If not for Berg’s earlier batting display, however, things would have been very different.
Since joining from Middlesex in 2015, Berg has yet to record a century in any format, his highest score a 99 at Hove two years ago. He was stranded here on the same score when Wheal became Root’s 30th first-class wicket.
It was a classy, if at times uninspiring, innings, and a crucial one to help his side recover from 302-7 to 455 all out.
Adam Lyth’s second drop of the match, a tough chance to his left at first slip, was as close as Yorkshire got to dismissing him as he was subsequently unperturbed by whatever a tiring and increasingly lifeless bowling attack sent his way.
Berg’s half-century came from 89 balls and with just Wheal left for company he upped the tempo. One elderly spectator beneath the pavilion needed a bandage having been hit as Berg advanced to Adil Rashid and plonked him over long on.
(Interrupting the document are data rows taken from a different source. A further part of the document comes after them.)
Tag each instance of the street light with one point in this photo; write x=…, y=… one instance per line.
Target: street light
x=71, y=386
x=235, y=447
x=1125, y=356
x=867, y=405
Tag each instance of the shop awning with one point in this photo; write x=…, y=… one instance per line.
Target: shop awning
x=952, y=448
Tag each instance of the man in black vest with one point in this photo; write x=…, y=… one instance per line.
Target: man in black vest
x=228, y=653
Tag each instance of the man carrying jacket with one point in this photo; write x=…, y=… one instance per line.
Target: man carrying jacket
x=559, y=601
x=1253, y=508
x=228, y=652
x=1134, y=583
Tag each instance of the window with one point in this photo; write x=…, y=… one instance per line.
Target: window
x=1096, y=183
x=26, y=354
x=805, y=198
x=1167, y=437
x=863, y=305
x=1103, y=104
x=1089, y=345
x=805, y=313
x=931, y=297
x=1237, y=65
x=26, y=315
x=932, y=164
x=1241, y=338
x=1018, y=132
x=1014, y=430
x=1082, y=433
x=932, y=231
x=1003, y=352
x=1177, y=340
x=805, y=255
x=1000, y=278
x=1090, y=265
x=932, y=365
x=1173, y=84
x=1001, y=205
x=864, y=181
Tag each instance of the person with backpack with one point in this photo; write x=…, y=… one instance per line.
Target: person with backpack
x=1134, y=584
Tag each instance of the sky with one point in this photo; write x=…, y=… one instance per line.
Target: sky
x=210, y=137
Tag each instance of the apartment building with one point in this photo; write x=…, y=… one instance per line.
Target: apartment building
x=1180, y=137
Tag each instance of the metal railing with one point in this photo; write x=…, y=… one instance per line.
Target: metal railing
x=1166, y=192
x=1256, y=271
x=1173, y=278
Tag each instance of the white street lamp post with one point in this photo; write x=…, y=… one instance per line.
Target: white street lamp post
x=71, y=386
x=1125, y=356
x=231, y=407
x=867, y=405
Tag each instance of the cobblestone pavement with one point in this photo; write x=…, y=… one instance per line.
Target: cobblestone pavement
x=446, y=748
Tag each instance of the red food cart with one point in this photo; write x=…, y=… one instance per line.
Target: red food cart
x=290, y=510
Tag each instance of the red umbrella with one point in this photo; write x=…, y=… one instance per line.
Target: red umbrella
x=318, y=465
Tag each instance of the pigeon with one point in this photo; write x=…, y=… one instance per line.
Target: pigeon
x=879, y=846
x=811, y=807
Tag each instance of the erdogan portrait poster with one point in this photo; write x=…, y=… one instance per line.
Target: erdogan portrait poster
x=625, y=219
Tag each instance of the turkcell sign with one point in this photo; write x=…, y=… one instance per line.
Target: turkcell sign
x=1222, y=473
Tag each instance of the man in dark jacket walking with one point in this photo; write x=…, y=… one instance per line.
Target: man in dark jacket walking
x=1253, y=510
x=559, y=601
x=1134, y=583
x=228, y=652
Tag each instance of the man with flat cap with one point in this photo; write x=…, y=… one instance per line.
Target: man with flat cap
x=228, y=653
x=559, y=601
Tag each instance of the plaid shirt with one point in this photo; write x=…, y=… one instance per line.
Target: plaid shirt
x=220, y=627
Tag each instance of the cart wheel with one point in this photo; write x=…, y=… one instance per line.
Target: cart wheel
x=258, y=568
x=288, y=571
Two Rashid overs later and he again found the stands, clearing his front leg and carting the legspinner to cow corner – less second day in a Specsavers County Championship match, more penultimate over of a Natwest T20 Blast game.
Berg struck just eight fours to go with his pair of sixes, passing 4,000 first-class runs and 1,000 for Hampshire, looking far better than a man without a century in five and a half years and considerably better than a man batting at number eight.
His innings became a necessary one when a flurry of three wickets for two runs before noon left Hampshire reeling at 302-7. James Vince added just four runs to his overnight 143 in ten overs before Ben Coad found his inside edge, playing away from his body.
David Willey then took two wickets in as many overs, Lewis McManus clipping through to Bairstow off his legs before angling one across to Liam Dawson and removing him lbw.
Kyle Abbott’s entertaining cameo of 30 included depositing Rashid for his first conceded six of the day (Berg’s additional two off him were the day’s quota) while Reece Topley, batting at ten, surpassed his high score of 15 by a solitary run before being given leg-before.
He later bowled for the first time in his Hampshire career – having broken his hand batting in the first innings of last season – and although wicketless, his pace was up and he is sure to play a large part in the remainder of this match and in his side’s season.